For some reason, I look at the business card as a surviving veteran of the technology revolution. For starters, it's printed on paper. I remember a teacher explaining the origin of the business card, and how it (if my memory serves me) has roots stemming from the calling card of yore. No, not the jester-printed playing card from comic villain "Joker" or the plugged and flooded sinks of the "Wet Bandits" in Home Alone. A calling card would be presented to either a butler or secretary type person when you "called" on another individual. The card was then brought back to you and depending on the reply - in the form of a folded corner, I think- you knew the response. I'm sure there are variations in history, go wikipedia that and see what you get.
Either way, I dish out and receive enough business cards on these road trips to build a small fortress. I actually reference them more often than I thought I would. I always mean to enter all the data as contacts into my phone, but honestly most of the information I can find quicker by just looking up a company website. I had an app that would snap a photo of the card and import it to my contacts, but it didn't really work too well. The real tricky ones are the secret contacts people put on business cards. If you have it, it means you met in person or got the information from somebody that knows something about something. Usually it's the cell phone number. Everybody posts the office phone number online, and prints the cell number on a card.

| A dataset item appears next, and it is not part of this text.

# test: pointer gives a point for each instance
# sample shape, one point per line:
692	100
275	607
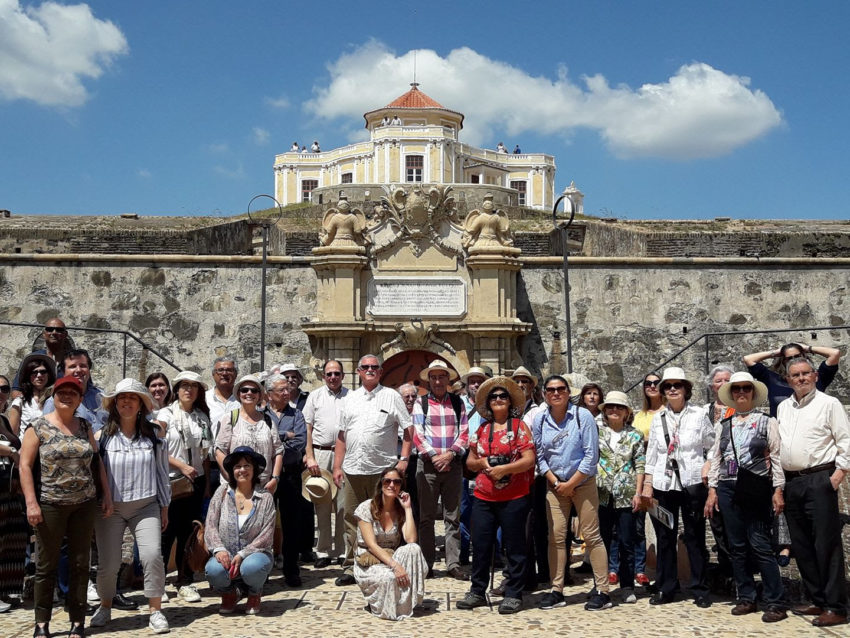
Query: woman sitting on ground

Now, there are various structures of business cards, and it amazes me how innovative some people get. Using the classic, standard issue square edged rectangular card stock style as "normal" the branches outs go far and wide. There is some theory to making a slightly bigger card, so it literally "stands out" in a stack. Then there are the abnormally small ones, that resemble half-sized cards. I have found these to be popular among the environmentally conscious card holder, claiming it uses less paper. True enough, but it also allows for less information, and I can barely read the cards as it is. Texture plays a big role as well. The really glossy type are nice for wet conditions, such as a bars and marinas. (They also stand up best in the laundry). The uber-thick and unbendable cards are sturdy yet bulky, but allow for fancy embossing and layering. I have seen shiny gold medallions on cards of certain government employees, either in crest or shield icons.
Picking a title for a business card can be tough too. In the craft beer industry, I come across many varieties of titles. As another way to distance from the big domestics, business cards have become canvas' for creativity. Instead of sales rep I have seen "beer ninja" and "beer nerd" as well as more traditional "purveyor of fine libations" at the bars. Our Florida distributor's squad has a lot of great alternatives, "director of hoperations" included. For awhile mine displayed "Global Beverage Dominator" because my first sales trip was conducted driving the '78 VW red minibus featuring "Global Beverage Domination" on the back window. Now I have "New Market Development" which doesn't really touch on the creative possibilities, but gets the point across. I have also seen business cards for people without a business, nearly all in jest.
If you see any funny business cards let me know, I'm always up for a chuckle.